Ohrl looked up. “Faerl?”
Xhosa remained silent for a few moments as other riders passed them by. Ohrl could barely quell his curiosity.
“I travelled with them from the mountains,” Xhosa continued after the men had passed, “and though I was chained I heard their conversations. I could hear it in Veikko’s voice. He fears your brother will lay claim to his throne and seek to use the wealth of knowledge the Brotherhood stores against him.”
Ohrl felt a flush of anger. “Faerl is blinded by the priests. He willingly returns to Veikko and to the Brotherhood. He has chosen his side.”
“You think Faerl has sided with Veikko? Ohrl, don’t be so quick to judge your brother. I saw in his eyes the remorse he felt at leaving you. He told me to let you know you should never doubt the bond you have with each other. That he will do whatever it takes to save you.”

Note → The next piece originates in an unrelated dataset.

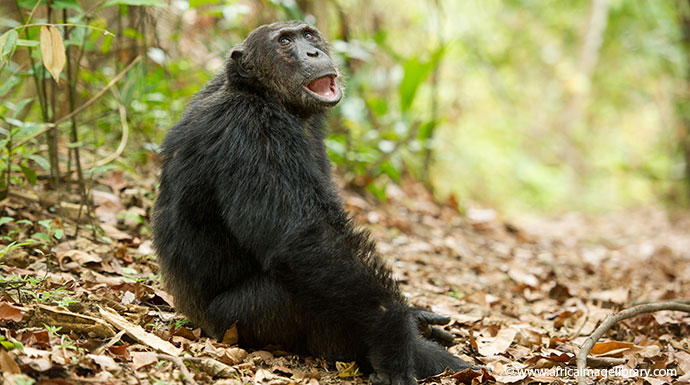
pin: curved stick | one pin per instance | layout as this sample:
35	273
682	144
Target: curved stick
615	318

Ohrl would have spat, but his mouth was dry. “Our bond? I thought that was worth something before he abandoned me. Ever since we left Sira’an I’ve witnessed his growing connection to the priests. The hatred Husam felt for them is obvious, and I trust that bond more than I do Faerl’s and my own. It’s not a bond I desire, but it’s real, and I fear the priests are a far more dangerous threat than you could ever know. So don’t talk to me of Faerl’s reassurances. The priests have taken hold of him. I’ll trust him no more.”
Ohrl felt sickened by the venom he held toward Faerl, his own brother.
“I’m sorry, Xhosa. Sometimes it’s hard to distinguish between him and the priests. In what way he can, I know Faerl believes he fights for me, for us, but they will turn him, he has already proved that. The priests will claim him, as al-Din fights to claim me. I cannot change this, not until I have all six stones and I face my enemy once and for all.”
His focus fell upon Wahid, far in the distance. I must have this man’s allegiance, and with it the strength of the desert behind me. Ohrl reflected on Josham’s advice, that he must soon reveal himself to these men. A white lake hidden within the desert. It must be found, and these men will show me the way.